A main goal of this research is to build a new control system design framework with specific control schemes which are capable of dealing with such unsolved system uncertainty problems, needed for resilient control systems technology. Several new feedback control methods will be developed, including: adaptive multi-layer multiple-model design (to ensure both fault handling and performance improvement abilities), adaptive multi-design integration (to deal with multiple faults), adaptive feedback-based fault detection (to have self-stabilization capacity), adaptive structural uncertainty accommodation (to deal large system structural damage), and characteristic parametrization based adaptive approximation control for non-canonical form nonlinear systems (to design an adaptable and stable controller structure). Direct control adaptation techniques will be developed for fast and smooth compensation of large and multiple fault uncertainties. New resilient control designs, for performance-guarantee fault-tolerant control, will be tested on some benchmark application system models. New concepts, theory and techniques for resilient control systems will be used for student training and knowledge dissemination.
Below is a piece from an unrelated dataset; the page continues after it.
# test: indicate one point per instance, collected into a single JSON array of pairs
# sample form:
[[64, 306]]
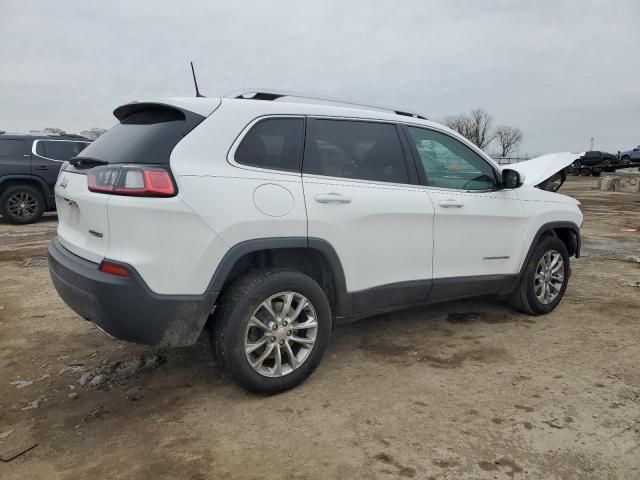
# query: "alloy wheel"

Novel outcomes expected from this research include: a new resilient control theoretical framework with new solutions to some key technical problems; a new direct adaptive multi-layer multiple-model control method for uncertain MIMO systems; a new adaptive feedback-based fault detection scheme with guaranteed stable detection conditions; a new adaptive multi-design integration based method for multi-fault accommodation; new fault detection and fault-tolerant control designs for aircraft, wind turbine, jet engine and robot system models; and scalable fault accommodation designs applicable to multiple (combined and sequentially or recurrently occurred) uncertain faults.